LV’s other flying tourbillon for the year is found in the Tambour Moon Flying Tourbillon Poinçon de Genève Sapphire Frank Gehry, which, as its name suggests, was created in collaboration with the legendary architect and design maestro. “I was very happy when he agreed to this collaboration with Louis Vuitton. It is the first time that Mr Gehry has collaborated on a high watchmaking project,” says Navas.
The result is sensational. Balancing volume with lightness, the 43.8mm watch’s case, crown, and “very, very thin, crisp-like dial” are constructed from sapphire crystal, allowing maximum light to enter from all angles for unparalleled luminosity.

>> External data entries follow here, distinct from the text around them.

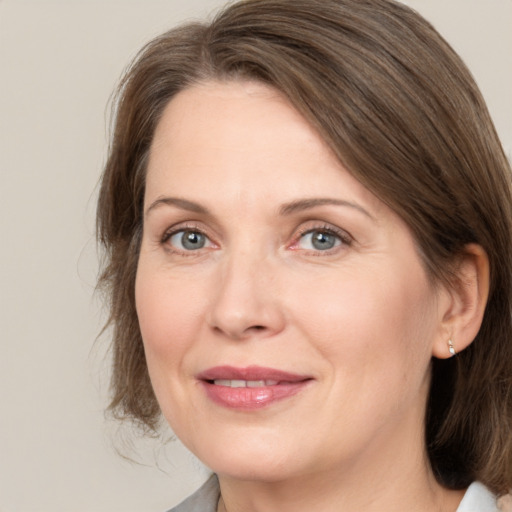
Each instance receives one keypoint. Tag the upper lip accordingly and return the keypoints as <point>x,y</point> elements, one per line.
<point>250,373</point>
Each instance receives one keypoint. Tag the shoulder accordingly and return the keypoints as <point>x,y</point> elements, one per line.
<point>205,499</point>
<point>480,499</point>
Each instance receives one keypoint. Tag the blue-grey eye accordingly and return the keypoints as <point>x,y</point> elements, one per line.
<point>189,240</point>
<point>319,240</point>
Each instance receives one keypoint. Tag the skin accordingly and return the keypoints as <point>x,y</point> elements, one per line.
<point>361,319</point>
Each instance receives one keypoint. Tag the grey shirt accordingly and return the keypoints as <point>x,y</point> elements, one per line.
<point>477,499</point>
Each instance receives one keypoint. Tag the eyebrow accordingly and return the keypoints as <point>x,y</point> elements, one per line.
<point>183,204</point>
<point>286,209</point>
<point>307,204</point>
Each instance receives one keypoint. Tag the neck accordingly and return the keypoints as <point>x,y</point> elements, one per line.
<point>401,483</point>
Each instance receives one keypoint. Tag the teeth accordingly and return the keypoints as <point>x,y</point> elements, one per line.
<point>244,383</point>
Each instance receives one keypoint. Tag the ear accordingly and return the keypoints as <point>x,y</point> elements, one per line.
<point>463,303</point>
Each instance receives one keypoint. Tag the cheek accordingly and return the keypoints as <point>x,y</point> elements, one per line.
<point>382,324</point>
<point>169,313</point>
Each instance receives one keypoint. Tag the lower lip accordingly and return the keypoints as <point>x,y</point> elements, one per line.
<point>252,398</point>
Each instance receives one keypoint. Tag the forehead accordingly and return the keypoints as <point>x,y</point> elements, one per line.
<point>243,140</point>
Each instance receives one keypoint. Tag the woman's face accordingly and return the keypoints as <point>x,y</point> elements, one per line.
<point>287,320</point>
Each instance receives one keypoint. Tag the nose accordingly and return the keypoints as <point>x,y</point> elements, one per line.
<point>247,302</point>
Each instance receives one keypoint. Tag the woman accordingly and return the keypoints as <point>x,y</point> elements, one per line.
<point>306,213</point>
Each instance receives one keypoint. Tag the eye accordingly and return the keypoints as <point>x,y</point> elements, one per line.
<point>188,240</point>
<point>319,240</point>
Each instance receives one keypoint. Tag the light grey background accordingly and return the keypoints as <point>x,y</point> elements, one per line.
<point>59,61</point>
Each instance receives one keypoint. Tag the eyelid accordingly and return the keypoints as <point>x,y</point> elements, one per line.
<point>346,238</point>
<point>185,226</point>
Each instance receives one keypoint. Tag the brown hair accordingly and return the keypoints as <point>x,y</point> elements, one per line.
<point>403,114</point>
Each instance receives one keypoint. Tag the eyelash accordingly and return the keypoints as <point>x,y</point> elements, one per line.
<point>193,228</point>
<point>345,238</point>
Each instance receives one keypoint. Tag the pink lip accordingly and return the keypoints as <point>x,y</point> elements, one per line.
<point>247,398</point>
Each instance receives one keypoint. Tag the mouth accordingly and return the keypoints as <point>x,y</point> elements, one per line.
<point>250,388</point>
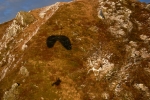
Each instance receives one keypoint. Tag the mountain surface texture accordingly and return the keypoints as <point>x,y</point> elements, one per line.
<point>97,50</point>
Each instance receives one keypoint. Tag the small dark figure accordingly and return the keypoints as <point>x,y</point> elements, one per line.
<point>64,40</point>
<point>57,82</point>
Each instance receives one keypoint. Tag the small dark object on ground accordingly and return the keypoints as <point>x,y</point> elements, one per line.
<point>57,82</point>
<point>64,40</point>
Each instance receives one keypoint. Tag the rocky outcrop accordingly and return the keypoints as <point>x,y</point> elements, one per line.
<point>25,18</point>
<point>107,57</point>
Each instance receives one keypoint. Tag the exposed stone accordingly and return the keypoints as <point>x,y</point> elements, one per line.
<point>24,18</point>
<point>12,94</point>
<point>23,71</point>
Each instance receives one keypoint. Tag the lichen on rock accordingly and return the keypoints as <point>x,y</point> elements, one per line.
<point>24,18</point>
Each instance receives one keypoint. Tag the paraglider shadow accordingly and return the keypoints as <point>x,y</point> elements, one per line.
<point>64,40</point>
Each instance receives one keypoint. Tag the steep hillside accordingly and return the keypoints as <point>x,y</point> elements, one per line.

Wave-like patterns, mattified by hand, adorn the watch and recall the undulating planes that characterise Gehry’s architectural works, not least the Louis Vuitton Foundation in Paris and Louis Vuitton Maison Seoul.
In the Tambour Slim Vivienne Jumping Hours watches, LV’s adorable Vivienne mascot makes an appearance yet again to embark on two new adventures. In the Sakura version, a kimono-clad Vivienne is set against a pink mother-of-pearl Monogram dial that has been achieved through the Maison’s “Holomonogram” sand-polishing technique. In the Astronaut version, blue mother-of-pearl is paired with an aventurine to enhance the sparkle of the Milky Way dial, which is further dressed with miniature paintings of a rocket and planets.
LFT developed, created and assembled a new jumping hour movement for these two watches—just so the hour numeral would appear alternately in the two apertures found on their dials. Meanwhile, the almost transparent minute hand is tipped with a sakura or a comet that makes its way around the watch face as if by magic.
Then, there is the trio of watches in the Escale Cabinet of Wonders collection that was released earlier this year and reported about in our April issue. Inspired by Gaston-Louis Vuitton‘s vast collection of Japanese katana sword guards, the watches showcase LFT’s impressive menu of metiers d’art (traditional decorative art techniques) that can be accomplished in-house.
“At LFT, we have the opportunity to have all these skills—not only the watchmakers but also the dial makers, the engravers, the guillocher, the enamellers—under the same roof. When you wear an LV watch on your wrist, it has to be instantly distinctive, unique, and beautiful, of course. The criteria we have for our watches are the highest that you can have in the industry,” notes Navas. “Louis Vuitton is quite new in the watch industry with only 22 years [behind it]. But this is an opportunity for us to offer daring watches and ideas. This is a chance to grow that heritage and respect it.” If this year’s timepiece offerings are an indication of anything, it’s that LV, with LFT by its side, is well on its way to achieving all that—and more.